‘They’ve Decided My Mother’s, And Other Kidney Cancer Patients Lives Aren’t Worth Saving’

New cancer drugs proven to prolong life have been refused to patients in the latest row over medical funding. The drug Nexavar will not be available on the NHS in Wales, even though research has found it can extend patients’ lives. There are few other effective treatment options available to people with advanced kidney cancer.

The All Wales Medicines Strategy Group (AWMSG), which decides on funding of some drugs, rejected Nexavar, which is also known as sorafenib, on the grounds of cost-effectiveness.

The decision has yet to be endorsed by Health Minister Dr Brian Gibbons, but is unlikely to be overturned unless the National Institute for Health and Clinical Excellence (Nice) recommends NHS funding when it considers the drug sometime in the future.

More than 100 patients in Wales with kidney cancer would have been eligible for the drug, at a cost of £680,000 this year.
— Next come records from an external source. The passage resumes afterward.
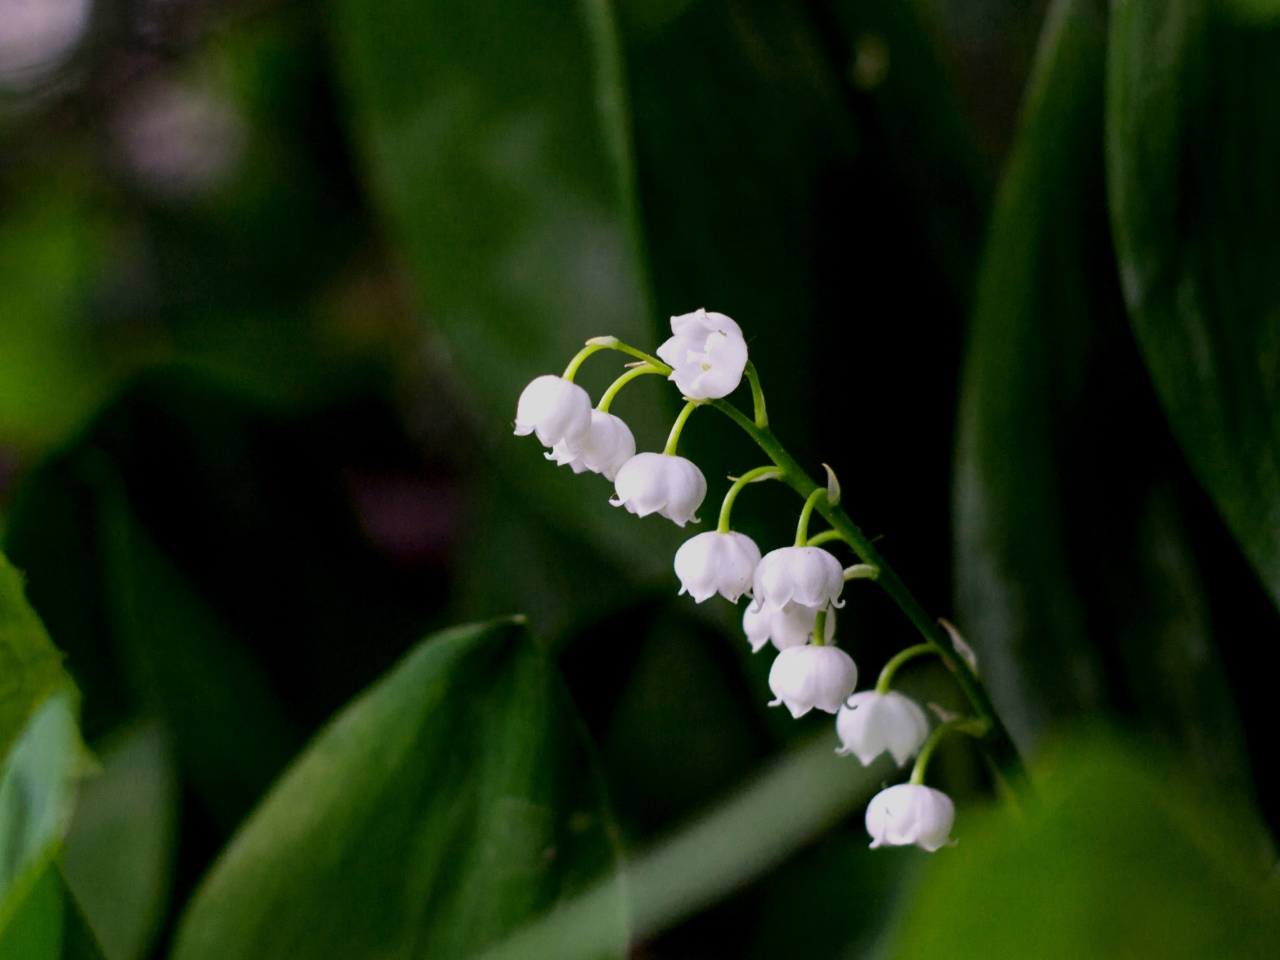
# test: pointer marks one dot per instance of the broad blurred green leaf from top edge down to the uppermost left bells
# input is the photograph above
(505, 172)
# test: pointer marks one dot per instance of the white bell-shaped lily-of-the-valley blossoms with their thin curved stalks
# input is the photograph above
(794, 592)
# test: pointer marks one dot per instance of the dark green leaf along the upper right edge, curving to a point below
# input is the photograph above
(1192, 156)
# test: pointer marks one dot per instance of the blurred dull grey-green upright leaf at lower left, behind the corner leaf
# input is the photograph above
(121, 845)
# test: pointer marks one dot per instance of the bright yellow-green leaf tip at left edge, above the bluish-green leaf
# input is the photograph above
(31, 669)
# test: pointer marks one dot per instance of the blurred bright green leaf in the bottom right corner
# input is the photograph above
(1116, 858)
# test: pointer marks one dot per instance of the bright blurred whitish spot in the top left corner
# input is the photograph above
(38, 36)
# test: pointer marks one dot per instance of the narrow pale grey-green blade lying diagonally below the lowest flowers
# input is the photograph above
(801, 797)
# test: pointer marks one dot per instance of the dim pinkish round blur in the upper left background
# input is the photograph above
(179, 141)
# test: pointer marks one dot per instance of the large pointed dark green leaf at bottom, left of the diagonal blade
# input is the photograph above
(444, 808)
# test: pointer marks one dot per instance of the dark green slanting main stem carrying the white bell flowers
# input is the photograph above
(996, 742)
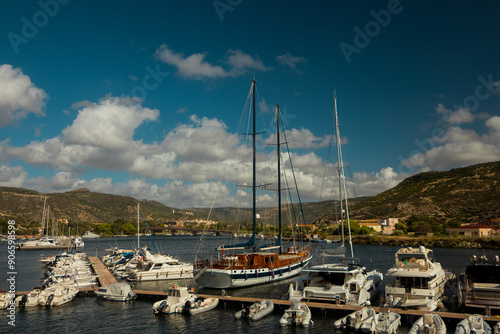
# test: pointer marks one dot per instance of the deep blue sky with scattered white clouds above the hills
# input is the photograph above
(144, 98)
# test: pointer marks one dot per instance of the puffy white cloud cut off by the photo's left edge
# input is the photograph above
(18, 96)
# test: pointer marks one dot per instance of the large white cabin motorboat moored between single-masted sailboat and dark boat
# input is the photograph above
(419, 280)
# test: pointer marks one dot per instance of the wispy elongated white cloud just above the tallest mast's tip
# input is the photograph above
(195, 66)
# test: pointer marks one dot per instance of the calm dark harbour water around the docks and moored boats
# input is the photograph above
(89, 315)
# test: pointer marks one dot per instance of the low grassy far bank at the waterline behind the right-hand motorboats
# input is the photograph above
(445, 242)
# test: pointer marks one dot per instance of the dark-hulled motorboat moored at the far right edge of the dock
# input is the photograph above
(479, 283)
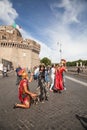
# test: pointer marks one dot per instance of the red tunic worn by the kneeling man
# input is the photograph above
(22, 95)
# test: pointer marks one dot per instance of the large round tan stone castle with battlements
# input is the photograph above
(16, 50)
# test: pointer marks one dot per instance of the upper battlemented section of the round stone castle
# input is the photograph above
(11, 37)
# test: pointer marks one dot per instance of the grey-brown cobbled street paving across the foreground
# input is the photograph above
(58, 113)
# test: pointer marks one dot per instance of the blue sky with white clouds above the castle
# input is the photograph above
(59, 26)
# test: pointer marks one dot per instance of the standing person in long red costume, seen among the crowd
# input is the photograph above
(58, 85)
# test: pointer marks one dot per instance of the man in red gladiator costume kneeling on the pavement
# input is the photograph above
(25, 96)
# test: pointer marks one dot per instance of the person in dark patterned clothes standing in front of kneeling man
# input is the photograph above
(41, 83)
Without access to the latest drugs they face a prognosis of an average of just under nine months of life but US research has shown patients are living longer after taking the drug.

Kate Northcott, whose mother Pamela, 57, from Dyserth in Denbighshire, has advanced kidney cancer, said, “This group has decided that my mother’s, and other kidney cancer patients’ lives in Wales, are not worth saving.

“The report given to AWMSG stated that no other treatment options are available for advanced kidney cancer patients. The board concluded that it will reject the drug in favour of death for people suffering from this disease.”

The mother of two, who lives in Cheshire, helped to set up the Kidney Cancer Support Group, which is campaigning for improved access to Nexavar and another kidney cancer drug, Sutent – it has helped a number of people in England secure access to Nexavar.

Rose Woodward, of the Kidney Cancer Support Group, said, “There has been a massive investment in research which has come up with new ways of treating difficult cancers with targeted therapies. But by the time they get to the patients who need them, someone declares that they are too expensive. As a group we are considered easy pickings because all our energies are taken up fighting the disease, but you cannot condemn a whole section of the population to death without expecting some to fight back.”

Nexavar is one of only two drugs – the other is Sutent – which can offer an additional treatment option to terminally ill patients who would otherwise receive supportive care alone.

But there is no NHS funding for Sutent – only patients involved in clinical trials of the drug currently receive it. AWMSG has not been able to endorse the use of Sutent, which is also known as sunitinib.

Its manufacturer, Pfizer, has declined to submit for appraisal until it has been notified about when Nice will appraise the drug.

In the absence of guidance AWMSG said that prescribers should “exercise their clinical judgment unless there is evidence not to do so in the light of particular circumstances of an individual patient”.

A spokeswoman for AWSMG said, “The All-Wales Medicines Strategy Group met last week to appraise sorafenib (Nexavar) for the treatment of patients with advanced renal cell carcinoma.

“The group, by majority vote of 11 to one, agreed to recommend that the drug should not be made available for use within NHS Wales on the grounds of lack of evidence of cost effectiveness.

“This recommendation will be put to the Health Minister shortly for his consideration.”